転生した大聖女は、聖女であることをひた隠す ― 愉快痛快大誤解 ―

   おかあさんもはやめに連休突入ですって、じつは夏風邪で頭とのど痛かったので3日寝て暮らしました。いやほんとただ純粋に寝てた。

   いやいや、それで、なかなかケッサクに出会ったのでご紹介。

   「転生した大聖女は、聖女であることをひた隠す」十夜。原作はなろう。コミカライズはアース・スターでやってます。「魔王の秘書」とか、「戦国小町苦労譚」の。今回も戦国小町の更新見に行って拾ったの。

   転生聖女ものですが、現代日本は関係なし。その異世界で、騎士になりたいと絶望的な努力を積むヒロイン、フィーアちゃんが、死の間際に自分が300年前の国を救った大聖女だったことを思い出して、なかったはずの聖女パワーで成り上がる話

   オリジナルな味付けは、その300年前の大聖女は、魔王封印のクライマックスで自分が支援して苦楽を共にしてきた兄王子たちに裏切られて、敵地に捨てられ、魔王の残党に恨みをぶつけられて惨死したってとこ。死に当たっては、「聖女として転生したらまた殺しに行く」と呪いをかけられたことを現在まざまざと思い出してしまったということ。15の、成人の試練の最中のいたいけな乙女がですよ!

   しかも、そのせいでせっかく思い出して使えるようになった聖女パワーを親兄弟同僚上司にも隠し通さなくてはならないハンデ!

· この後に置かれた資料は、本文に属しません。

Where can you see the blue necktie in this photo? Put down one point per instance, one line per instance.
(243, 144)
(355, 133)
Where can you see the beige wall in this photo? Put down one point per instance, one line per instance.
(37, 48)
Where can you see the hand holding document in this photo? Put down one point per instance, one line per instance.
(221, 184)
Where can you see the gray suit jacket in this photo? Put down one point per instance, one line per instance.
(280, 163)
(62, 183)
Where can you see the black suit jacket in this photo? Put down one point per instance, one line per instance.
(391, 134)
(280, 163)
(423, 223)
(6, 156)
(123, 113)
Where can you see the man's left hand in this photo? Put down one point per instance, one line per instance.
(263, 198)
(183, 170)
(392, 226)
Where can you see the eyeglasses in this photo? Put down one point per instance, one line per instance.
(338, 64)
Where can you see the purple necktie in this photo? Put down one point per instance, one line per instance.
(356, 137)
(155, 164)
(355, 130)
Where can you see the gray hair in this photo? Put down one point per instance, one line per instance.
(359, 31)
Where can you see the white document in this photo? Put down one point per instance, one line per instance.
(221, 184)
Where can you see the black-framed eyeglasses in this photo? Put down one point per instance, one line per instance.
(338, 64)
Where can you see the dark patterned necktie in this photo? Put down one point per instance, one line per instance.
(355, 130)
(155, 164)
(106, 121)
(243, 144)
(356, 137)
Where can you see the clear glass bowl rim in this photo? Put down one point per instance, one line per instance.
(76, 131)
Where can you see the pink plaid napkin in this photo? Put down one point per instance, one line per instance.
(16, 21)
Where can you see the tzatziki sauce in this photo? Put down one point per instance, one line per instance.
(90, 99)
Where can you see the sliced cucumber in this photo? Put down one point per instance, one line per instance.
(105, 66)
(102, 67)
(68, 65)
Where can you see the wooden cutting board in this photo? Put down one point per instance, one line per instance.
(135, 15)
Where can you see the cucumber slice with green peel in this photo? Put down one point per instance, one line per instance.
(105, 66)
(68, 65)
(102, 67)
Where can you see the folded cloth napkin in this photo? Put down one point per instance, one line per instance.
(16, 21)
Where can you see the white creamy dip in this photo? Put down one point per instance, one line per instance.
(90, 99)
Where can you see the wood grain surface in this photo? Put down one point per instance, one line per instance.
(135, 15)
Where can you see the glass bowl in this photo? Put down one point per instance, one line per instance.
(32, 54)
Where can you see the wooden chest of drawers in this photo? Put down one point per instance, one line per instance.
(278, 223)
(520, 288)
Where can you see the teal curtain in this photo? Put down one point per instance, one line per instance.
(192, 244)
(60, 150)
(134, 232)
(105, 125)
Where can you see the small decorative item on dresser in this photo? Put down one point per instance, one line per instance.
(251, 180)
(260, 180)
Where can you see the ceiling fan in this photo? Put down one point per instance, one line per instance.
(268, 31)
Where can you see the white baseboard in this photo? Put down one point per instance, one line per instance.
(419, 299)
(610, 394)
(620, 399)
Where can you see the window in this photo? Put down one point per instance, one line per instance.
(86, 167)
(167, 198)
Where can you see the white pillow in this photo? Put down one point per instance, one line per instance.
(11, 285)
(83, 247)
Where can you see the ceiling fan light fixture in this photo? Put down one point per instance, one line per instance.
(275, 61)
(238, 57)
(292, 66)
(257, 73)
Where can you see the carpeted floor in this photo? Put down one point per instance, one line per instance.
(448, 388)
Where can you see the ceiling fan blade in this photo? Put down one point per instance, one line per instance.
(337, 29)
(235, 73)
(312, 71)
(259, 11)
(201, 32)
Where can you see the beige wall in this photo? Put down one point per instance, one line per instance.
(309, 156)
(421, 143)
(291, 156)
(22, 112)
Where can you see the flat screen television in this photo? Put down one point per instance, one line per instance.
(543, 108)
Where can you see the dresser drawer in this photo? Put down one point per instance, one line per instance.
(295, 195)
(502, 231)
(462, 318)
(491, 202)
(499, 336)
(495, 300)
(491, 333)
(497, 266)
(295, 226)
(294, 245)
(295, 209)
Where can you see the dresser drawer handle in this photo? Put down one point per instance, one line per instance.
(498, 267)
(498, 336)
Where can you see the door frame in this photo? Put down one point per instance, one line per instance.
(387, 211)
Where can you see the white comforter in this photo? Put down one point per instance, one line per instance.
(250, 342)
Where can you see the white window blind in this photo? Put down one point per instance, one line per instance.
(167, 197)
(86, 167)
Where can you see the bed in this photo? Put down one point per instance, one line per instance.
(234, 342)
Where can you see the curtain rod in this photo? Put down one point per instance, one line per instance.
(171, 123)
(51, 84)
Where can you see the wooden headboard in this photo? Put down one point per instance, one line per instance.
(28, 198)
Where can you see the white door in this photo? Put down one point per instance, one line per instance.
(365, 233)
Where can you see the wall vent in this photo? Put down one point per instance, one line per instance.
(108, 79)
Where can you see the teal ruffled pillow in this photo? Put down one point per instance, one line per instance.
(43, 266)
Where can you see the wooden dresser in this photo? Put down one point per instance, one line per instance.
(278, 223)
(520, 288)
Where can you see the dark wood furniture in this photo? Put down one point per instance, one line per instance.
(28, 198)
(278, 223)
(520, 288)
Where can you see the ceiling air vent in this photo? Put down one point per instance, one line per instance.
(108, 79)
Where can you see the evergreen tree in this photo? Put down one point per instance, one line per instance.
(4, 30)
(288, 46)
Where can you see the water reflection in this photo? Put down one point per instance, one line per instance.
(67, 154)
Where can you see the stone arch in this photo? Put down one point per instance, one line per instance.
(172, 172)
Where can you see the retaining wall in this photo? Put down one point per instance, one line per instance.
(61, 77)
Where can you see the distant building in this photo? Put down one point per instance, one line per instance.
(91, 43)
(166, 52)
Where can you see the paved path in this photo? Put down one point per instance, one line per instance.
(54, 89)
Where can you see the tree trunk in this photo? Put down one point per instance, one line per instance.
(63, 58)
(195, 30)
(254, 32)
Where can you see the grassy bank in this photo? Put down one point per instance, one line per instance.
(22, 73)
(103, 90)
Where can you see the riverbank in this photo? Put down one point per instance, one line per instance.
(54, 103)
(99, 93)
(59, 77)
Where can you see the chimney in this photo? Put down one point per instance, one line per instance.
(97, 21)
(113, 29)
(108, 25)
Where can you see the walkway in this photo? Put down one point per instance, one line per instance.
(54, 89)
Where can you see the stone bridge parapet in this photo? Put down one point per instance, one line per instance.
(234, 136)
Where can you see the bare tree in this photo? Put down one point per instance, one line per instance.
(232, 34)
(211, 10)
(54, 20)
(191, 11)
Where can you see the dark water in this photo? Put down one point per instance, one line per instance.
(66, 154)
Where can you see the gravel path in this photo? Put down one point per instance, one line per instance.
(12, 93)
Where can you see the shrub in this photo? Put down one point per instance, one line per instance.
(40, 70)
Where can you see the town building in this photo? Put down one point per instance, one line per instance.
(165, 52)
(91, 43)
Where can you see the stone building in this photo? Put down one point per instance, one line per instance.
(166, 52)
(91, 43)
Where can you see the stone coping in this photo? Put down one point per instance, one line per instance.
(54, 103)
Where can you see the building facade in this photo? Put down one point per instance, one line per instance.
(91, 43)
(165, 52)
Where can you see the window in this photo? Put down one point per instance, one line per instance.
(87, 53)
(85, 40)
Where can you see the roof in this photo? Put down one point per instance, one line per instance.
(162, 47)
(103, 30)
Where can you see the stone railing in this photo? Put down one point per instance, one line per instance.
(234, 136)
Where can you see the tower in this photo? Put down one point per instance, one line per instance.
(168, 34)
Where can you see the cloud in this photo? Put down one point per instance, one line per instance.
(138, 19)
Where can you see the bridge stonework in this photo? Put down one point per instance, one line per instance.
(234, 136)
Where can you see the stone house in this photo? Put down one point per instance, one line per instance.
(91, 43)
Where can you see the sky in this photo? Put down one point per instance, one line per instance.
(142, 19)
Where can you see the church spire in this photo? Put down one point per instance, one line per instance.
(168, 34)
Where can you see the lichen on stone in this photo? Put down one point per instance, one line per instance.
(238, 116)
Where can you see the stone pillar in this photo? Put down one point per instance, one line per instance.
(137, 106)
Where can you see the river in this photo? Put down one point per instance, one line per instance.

   あと、物語前半は。前世を思い出すきっかけ、死に瀕した魔獣を助けたら、それが伝説の魔物、黒竜で、そんなものと契約してしまったらVIP扱いになり、魔力の源を探られて前世がばれるから黒竜ザビリアのことも隠し通さなくてはならないというダブルハンデがついてました!

   騎士能力もほっとんどないせいで騎士の脳筋ファミリーにはネグレクトされていたのになにこの天然ポジティヴ、洗練された宮廷人としての高度なイヤミや皮肉(騎士と疑わしいぐらいみんな言語表現力とネゴシエイション力がある)も非常識なほどの鈍感さでスルーして楽しく騎士団生活送れてしまうのは尊敬します! この誤解と鈍感のすれ違いっぷりがたまらない!

   そして、少女漫画の古典パターン、ヒロインが信じられないほどの清らかなポジティヴさで人の心をつかんで受け入れられていくというのを騎士団ものとしてやってくれるのでした。当然、色とりどりの美形逆ハーレムが形成されますが、その持ち上げられ方は胸がかゆいラヴロマンではなく悶絶爆笑ものです。王族の血を引くエレガント団長もワイルド美形団長もウソでしょッとキリキリさせられていつもと違う面を見せてくれるおかしさ。かえって、キラ効果付き王子様の同僚騎士が最初から変わらずほんわりと癒しになっているのが貴重なくらい。

   そのうち、兄王子たちに裏切られたあと、300年の年を経て聖女というものがイヤな感じに変わってしまった社会背景の謎も解いてくれるのでしょうか。フィーちゃんが「くそったれ」と評して団長さんたちを瞬間冷凍してしまうような。

   秘密がばれたら殺されちゃう! はずなのにあんた秘密を守り切る気ないやろ、というふうに突発時には聖女パワーをいかんなく解放してしまい、どんどん聖女ばれしていくフィーちゃん、20人いる騎士団長さんたちがどんどん秘密を知っていって真っ青になりながらフィーちゃん対策に頭を悩ませるのが、「本好きの下剋上」の4部あたりに似ているかもしれません。

   いやー先行き楽しみな元聖女様です。